Il passo successivo qual è?
"Utilizzare questo materiale. Per esempio il vetro. In Canada le bottiglie di birra vengono riutilizzate di norma almeno 18 volte che vuol dire ridurre di 18 volte questa produzione di vetro che è un inquinante: noi non lo facciamo. Dalla plastica si possono fare tante cose: dai tappeti robusti per le stazioni e aeroporti ai dissuasori di velocità per le strade fino ai tessuti come il pile. Ma noi preferiamo bruciarla quella roba e il cittadino si scoccia: il cittadino differenzia se sa che serve a qualcosa".
Nel suo libro individua la soluzione nel binomio "riciclare-ridurre".
"La riduzione dei rifiuti è assolutamente indispensabile. Noi produciamo dieci volte di più di quanto effettivamente dovremmo fare. Buttiamo via delle quantità enormi di materiale ancora ottimo, riutilizzabile. Una cosa fondamentale che deve fare la politica - e che fino ad ora non si è fatta - è imporre quella che si chiama 'responsabilità aziendale'. Cioè: voi aziende fabbricate un prodotto poi voi aziende una volta che questo non serve più avete l'obbligo di ritirarlo e smaltirlo. Quindi le aziende pagano per la discarica, per l'inceneritore insomma per l'incomodo che date. Se l'azienda è obbligata a fare questo è chiaro che costruisce il suo prodotto in maniera tale da poter essere riutilizzato: per esempio smontandolo e riutilizzando le parti utili. In Germania si fa da tre o quattro anni: le fabbriche di automobili sono autorizzate a fabbricare automobili solo che siano recuperabili al 100 per cento, dal volante, al sedile e al motore. Altrimenti non ottengono l'omologazione. E se lo fanno i tedeschi lo possiamo fare anche noi".

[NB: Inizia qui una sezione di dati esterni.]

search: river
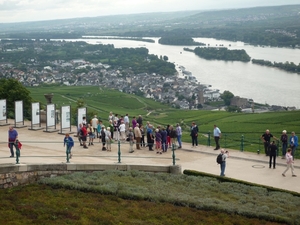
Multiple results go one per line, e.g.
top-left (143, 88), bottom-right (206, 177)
top-left (67, 38), bottom-right (300, 109)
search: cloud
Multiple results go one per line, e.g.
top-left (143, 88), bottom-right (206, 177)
top-left (0, 0), bottom-right (299, 23)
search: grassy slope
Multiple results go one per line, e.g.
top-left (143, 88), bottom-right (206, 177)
top-left (0, 185), bottom-right (284, 225)
top-left (29, 86), bottom-right (300, 152)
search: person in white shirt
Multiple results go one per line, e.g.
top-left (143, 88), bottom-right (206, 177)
top-left (91, 115), bottom-right (99, 138)
top-left (214, 125), bottom-right (221, 150)
top-left (282, 148), bottom-right (296, 177)
top-left (119, 120), bottom-right (126, 141)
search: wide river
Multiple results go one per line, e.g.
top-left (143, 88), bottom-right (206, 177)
top-left (68, 38), bottom-right (300, 109)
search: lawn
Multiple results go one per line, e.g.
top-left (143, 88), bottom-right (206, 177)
top-left (0, 171), bottom-right (300, 225)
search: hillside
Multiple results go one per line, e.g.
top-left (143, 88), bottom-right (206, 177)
top-left (29, 86), bottom-right (300, 155)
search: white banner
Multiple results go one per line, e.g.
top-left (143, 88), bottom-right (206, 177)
top-left (77, 108), bottom-right (86, 127)
top-left (61, 106), bottom-right (71, 129)
top-left (47, 104), bottom-right (55, 127)
top-left (15, 101), bottom-right (24, 123)
top-left (31, 102), bottom-right (40, 125)
top-left (0, 99), bottom-right (6, 120)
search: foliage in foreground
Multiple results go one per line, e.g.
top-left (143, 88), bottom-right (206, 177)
top-left (0, 184), bottom-right (284, 225)
top-left (41, 171), bottom-right (300, 224)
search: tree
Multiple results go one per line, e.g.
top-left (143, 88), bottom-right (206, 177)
top-left (0, 78), bottom-right (33, 117)
top-left (221, 91), bottom-right (234, 106)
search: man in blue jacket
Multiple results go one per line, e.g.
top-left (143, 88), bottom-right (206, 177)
top-left (290, 131), bottom-right (298, 159)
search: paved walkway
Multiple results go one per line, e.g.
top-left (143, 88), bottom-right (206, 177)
top-left (0, 121), bottom-right (300, 193)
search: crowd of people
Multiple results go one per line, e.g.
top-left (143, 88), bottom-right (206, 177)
top-left (8, 116), bottom-right (298, 177)
top-left (77, 112), bottom-right (185, 154)
top-left (261, 130), bottom-right (298, 177)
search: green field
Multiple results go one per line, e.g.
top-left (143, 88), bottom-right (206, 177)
top-left (29, 86), bottom-right (300, 156)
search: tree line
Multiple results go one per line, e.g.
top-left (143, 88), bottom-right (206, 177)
top-left (0, 40), bottom-right (176, 76)
top-left (184, 47), bottom-right (251, 62)
top-left (158, 35), bottom-right (205, 46)
top-left (252, 59), bottom-right (300, 73)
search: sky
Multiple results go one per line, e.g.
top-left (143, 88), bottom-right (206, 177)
top-left (0, 0), bottom-right (300, 23)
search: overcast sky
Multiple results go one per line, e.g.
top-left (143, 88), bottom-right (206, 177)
top-left (0, 0), bottom-right (300, 23)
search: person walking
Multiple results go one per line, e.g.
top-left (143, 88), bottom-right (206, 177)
top-left (160, 127), bottom-right (168, 152)
top-left (282, 148), bottom-right (296, 177)
top-left (261, 130), bottom-right (277, 156)
top-left (269, 141), bottom-right (277, 169)
top-left (140, 125), bottom-right (146, 147)
top-left (169, 125), bottom-right (177, 149)
top-left (77, 123), bottom-right (83, 146)
top-left (155, 129), bottom-right (162, 154)
top-left (133, 123), bottom-right (142, 150)
top-left (8, 126), bottom-right (19, 158)
top-left (80, 125), bottom-right (88, 148)
top-left (128, 127), bottom-right (134, 153)
top-left (280, 130), bottom-right (288, 159)
top-left (64, 133), bottom-right (74, 159)
top-left (105, 127), bottom-right (111, 152)
top-left (290, 131), bottom-right (298, 158)
top-left (87, 124), bottom-right (95, 146)
top-left (220, 149), bottom-right (229, 177)
top-left (190, 122), bottom-right (199, 147)
top-left (176, 123), bottom-right (182, 148)
top-left (147, 124), bottom-right (154, 151)
top-left (214, 125), bottom-right (221, 150)
top-left (91, 115), bottom-right (99, 138)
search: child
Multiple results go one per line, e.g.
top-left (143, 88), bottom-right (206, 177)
top-left (155, 129), bottom-right (162, 154)
top-left (64, 133), bottom-right (74, 159)
top-left (282, 148), bottom-right (296, 177)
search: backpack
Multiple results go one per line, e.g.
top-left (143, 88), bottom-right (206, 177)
top-left (79, 129), bottom-right (84, 137)
top-left (217, 153), bottom-right (223, 164)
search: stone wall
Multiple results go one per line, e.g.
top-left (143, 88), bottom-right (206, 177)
top-left (0, 164), bottom-right (182, 189)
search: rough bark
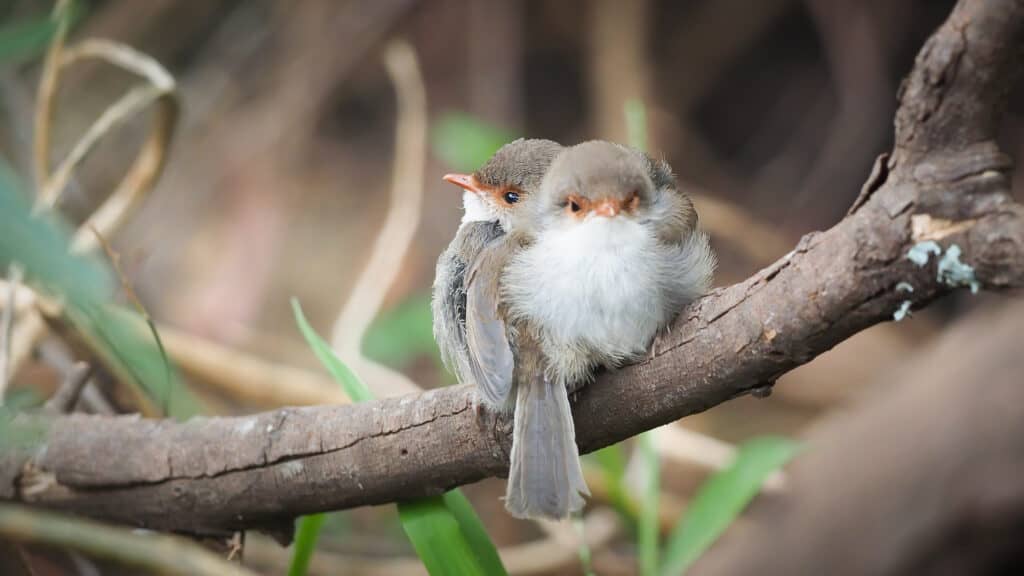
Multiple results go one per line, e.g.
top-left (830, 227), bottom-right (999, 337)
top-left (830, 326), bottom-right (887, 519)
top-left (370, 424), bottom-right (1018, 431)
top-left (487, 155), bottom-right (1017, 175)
top-left (689, 301), bottom-right (1024, 576)
top-left (0, 0), bottom-right (1024, 532)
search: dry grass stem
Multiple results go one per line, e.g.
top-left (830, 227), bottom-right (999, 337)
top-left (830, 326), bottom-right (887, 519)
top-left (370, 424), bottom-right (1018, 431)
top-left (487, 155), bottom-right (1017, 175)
top-left (331, 40), bottom-right (427, 396)
top-left (0, 264), bottom-right (22, 399)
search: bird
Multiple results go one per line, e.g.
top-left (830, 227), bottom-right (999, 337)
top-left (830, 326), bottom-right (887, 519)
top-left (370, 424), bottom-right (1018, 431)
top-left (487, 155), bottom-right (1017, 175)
top-left (431, 138), bottom-right (563, 410)
top-left (489, 140), bottom-right (715, 520)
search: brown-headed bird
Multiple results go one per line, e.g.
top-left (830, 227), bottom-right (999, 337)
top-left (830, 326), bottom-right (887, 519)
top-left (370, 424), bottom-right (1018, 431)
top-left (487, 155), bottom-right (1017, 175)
top-left (431, 138), bottom-right (562, 408)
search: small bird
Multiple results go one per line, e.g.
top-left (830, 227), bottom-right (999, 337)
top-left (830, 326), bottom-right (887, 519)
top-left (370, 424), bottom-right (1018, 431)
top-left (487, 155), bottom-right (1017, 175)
top-left (431, 138), bottom-right (563, 408)
top-left (493, 140), bottom-right (715, 519)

In molte parti del mondo si parla addirittura di "rifiuti zero": è possibile fare questo anche in Italia?
"Certo, si può fare anche in Congo e in Alaska. Rifiuti zero in senso stretto non è umanamente possibile; per essere chiari, non si può recuperare la carta igienica dopo che la si è utilizzata. Però il 95 per cento di quello che produciamo si può recuperare. Ci sono alcune migliaia di città del mondo che lo stanno già facendo con successo. San Francisco per esempio si è dotata di una grande azienda che seleziona i rifiuti e poi li vende facendo tanti quattrini. Mio figlio abita a Sydney in Australia: 4 milioni e duecentomila abitanti, nessun inceneritore e una discarica che sembra quella di Casal Pusterlengo: recuperano tutto. Nel 2020 la Nuova Zelanda diventerà interamente a rifiuti zero: tutta la nazione a rifiuti zero".
Perché loro sì e noi no, cosa osta?
"Siamo pigri e furbi. E la furbizia si sa è il miglior surrogato dell'intelligenza. Quel che è certo è che è una questione di cultura. Anche perché per fare tutto ciò non c'è assolutamente nessun problema tecnico: è solo una questione di cervello".
Professore, se dovessimo dare un consiglio ai nuovi sindaci e ai politici nazionali cosa potremmo suggerire loro?
"Dare consigli è estremamente semplice, però purtroppo è molto più complicato: sotto il giro dei rifiuti c'è un giro di denaro che è immenso. E quindi c'è una corruzione enorme. Solo con gli inceneritori c'è un giro di miliardi che finisce nelle tasche di amministratori o personaggi più o meno loschi che fanno affari. Quello che dovremmo fare noi cittadini è quindi tanto per cominciare trovare degli amministratori onesti che sappiano rimanere tali. Se noi avessimo degli amministratori onesti basterebbe fare cultura. Semplice no? Basta spiegare alla gente come consumare meno, in maniera più intelligente e come fare la spesa, perché anche questo è fondamentale. Un esempio: se noi compriamo il tetrapack, che non si può riciclare, facciamo una cosa che non è amica dell'ambiente. E poi basta usare i sacchetti di plastica, anche quelli riciclabili perché inquinano comunque. Cominciamo da qui: andiamo a fare la spesa con la sporta della nonna".